[cpp-threads] Slightly revised memory model proposal (D2300)

Sun Jun 24 03:54:53 BST 2007

> -----Original Message-----
> From: Paul E. McKenney [mailto:paulmck at linux.vnet.ibm.com] 
> Sent: Friday, June 22, 2007 3:34 PM
> To: Boehm, Hans
> Cc: C++ threads standardisation; Sarita V Adve
> Subject: Re: [cpp-threads] Slightly revised memory model 
> proposal (D2300)
> 
> On Fri, Jun 22, 2007 at 08:38:51PM -0000, Boehm, Hans wrote:
> > > -----Original Message-----
> > > From:  Paul E. McKenney
> 
> [ . . . ]
> 
> > > >     An evaluation A that performs a release operation 
> on an object
> > > >     M synchronizes with an evaluation B that performs an acquire
> > > >     operation on M and reads either the value written 
> by A or, if
> > > >     the following (in modification order) sequence of 
> updates to M
> > > >     are atomic read-modify-write operations or ordered
> > > atomic stores,
> > > 
> > > Again, I believe that this should instead read "non-relaxed 
> > > read-modify-write operations" in order to allow some common 
> > > data-element initialization optimizations.
> >
> > Could you explain in a bit more detail?  It seems weird to 
> me that an 
> > intervening fetch_add_relaxed(0) would break "synchronizes with"
> > relationships, but fetch_add_acquire(0) would not.  Acq_rel and 
> > seq_cst inherently do not have this issue, but the others 
> all seem to 
> > me like they should be treated identically.
> 
> The proper analogy is between fetch_add_acquire() and 
> fetch_add_relaxed on the on hand and load_acquire() and 
> load_relaxed() on the other.
> In both cases, the _acquire() variant participates in 
> "synchronizes with"
> relationships, while the _relaxed() variant does not.
> 
> Looking at the argument to fetch_add_relaxed(), we have
> fetch_add_relaxed(0) breaking the "synchronizes with" 
> relationship, but then again, so would fetch_add_relaxed(1), 
> fetch_add_relaxed(2), and even fetch_add_relaxed(42).
> 
> Or am I missing something subtle here?
I think we're still misunderstanding each other.  The situation this is
addressing is roughly

T1			T2			T3
x.store_release(17);
			x.fetch_add_relaxed(1);
						x.load_acquire();

which we can think of as executing sequentially in that order.  Thus the
load_acquire sees a value of 18.  The question is whether the
store_release synchronizes with the load_acquire.  We agree that there
are no synchronizes with relationships involving the fetch_add (which
would change if the fetch_add were anything other than relaxed).
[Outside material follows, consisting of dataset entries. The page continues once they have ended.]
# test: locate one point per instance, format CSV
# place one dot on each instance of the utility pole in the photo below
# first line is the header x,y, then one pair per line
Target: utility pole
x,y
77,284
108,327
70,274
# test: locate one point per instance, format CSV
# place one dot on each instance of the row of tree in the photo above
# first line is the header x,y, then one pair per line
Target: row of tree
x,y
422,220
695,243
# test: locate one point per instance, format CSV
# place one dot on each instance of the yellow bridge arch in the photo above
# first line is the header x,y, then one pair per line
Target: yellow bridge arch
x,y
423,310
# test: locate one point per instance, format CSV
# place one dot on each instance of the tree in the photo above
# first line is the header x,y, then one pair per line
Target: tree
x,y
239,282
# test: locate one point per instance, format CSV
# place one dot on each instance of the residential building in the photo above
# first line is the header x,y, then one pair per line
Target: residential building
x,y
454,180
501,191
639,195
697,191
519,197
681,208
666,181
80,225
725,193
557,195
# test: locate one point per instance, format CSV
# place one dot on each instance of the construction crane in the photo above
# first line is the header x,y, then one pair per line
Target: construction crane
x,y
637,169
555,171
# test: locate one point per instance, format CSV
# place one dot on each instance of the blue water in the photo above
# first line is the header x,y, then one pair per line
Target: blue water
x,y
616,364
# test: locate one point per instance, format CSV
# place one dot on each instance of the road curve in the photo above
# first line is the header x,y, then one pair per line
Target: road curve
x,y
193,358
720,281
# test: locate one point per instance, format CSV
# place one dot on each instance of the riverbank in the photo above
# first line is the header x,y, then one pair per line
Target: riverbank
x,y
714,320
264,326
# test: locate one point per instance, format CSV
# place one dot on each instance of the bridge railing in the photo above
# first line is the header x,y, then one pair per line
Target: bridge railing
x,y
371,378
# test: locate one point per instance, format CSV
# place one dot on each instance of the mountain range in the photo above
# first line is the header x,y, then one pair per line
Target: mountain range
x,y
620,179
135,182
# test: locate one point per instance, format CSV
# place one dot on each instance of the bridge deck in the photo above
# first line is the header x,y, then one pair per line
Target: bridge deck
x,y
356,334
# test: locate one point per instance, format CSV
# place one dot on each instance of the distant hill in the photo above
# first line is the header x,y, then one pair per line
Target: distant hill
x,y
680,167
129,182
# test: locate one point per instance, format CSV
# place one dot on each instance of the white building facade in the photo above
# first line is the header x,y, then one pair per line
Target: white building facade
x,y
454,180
Was this also the scenario you were looking at?

If not, do you want to suggest clearer wording?

> > ...would like to aim for is:
> > 
> > - We vote the basic memory model text (N2300), possibly with some 
> > small changes, into the working paper in Toronto.  I suspect that's 
> > nearly required to have a chance at propagating the effects 
> into some 
> > of the library text by Kona.
> > 
> > - We agree on exactly what we want in terms of atomics and 
> fences in 
> > Toronto, so that it can be written up as formal standardese 
> ideally in 
> > the post-Toronto mailing.
> 
> I cannot deny that past discussions on this topic have at 
> times been spirited, but I must defer to Michael and Raul on 
> how best to move this through the process.
Clearly.  And I suspect there will be interesting discussions between
all of us in Toronto.
> > > On the "scalar" modifier used here, this means that we are not 
> > > proposing atomic access to arbitrary structures, for example, 
> > > atomic<struct foo>?
> > > (Fine by me, but need to know.)  However, we -are- requiring that 
> > > implementations provide atomic access to large scalars, 
> correct?  So 
> > > that a conforming 8-bit system would need to provide proper 
> > > semantics for "atomic<long long>"?  Not that there are 
> likely to be 
> > > many parallel 8-bit systems, to be sure, but same question for 
> > > 32-bit systems and both long long and double.  (Again, fine by me 
> > > either way, but need to know.)
> >
> > In my view, most of this discussion really belongs in the atomics 
> > proposal.  It should specify that if a read to an atomic object 
> > observes any of the effect of an atomic write to an object, then it 
> > observes all of it.  And that applies to objects beyond 
> scalars.  But 
> > it's just an added constraint beyond what is specified in 
> the memory model section.
> > 
> > Our atomics proposal still proposes to guarantee atomicity for 
> > atomic<T> for any T.  We just don't promise to do it in a lock-free 
> > manner.  Thus atomic<struct foo> does behave atomically 
> with respect to threads.
> 
> In that case, my question becomes "why is the qualifier 'scalar'
> required?".
The intent here is to decompose non-scalar reads into the constituent
scalar reads, and similarly for nonscalar assignments, in order to
determine what assignments can be seen where.  Otherwise we would have
to talk about which combination of field assignments a particular struct
read can see.  It just seems easier to define visibility on a
component-by-component basis.

Hans

> 
> > > Although the general thrust of 1.10p8 and 1.10p10 look OK to me, 
> > > more careful analysis will be required -- which won't 
> happen by your 
> > > deadline, sorry to say!
> >
> > Thanks for looking at this quickly.  If we need to make some more 
> > tweaks before Toronto, I think that's fine.
> > 
> > I think at the moment, the real constraint on getting this into the 
> > working paper is that we need to have more people reading it.
> 
> More eyes would indeed be a very good thing from my perspective.
> 
> 						Thanx, Paul
>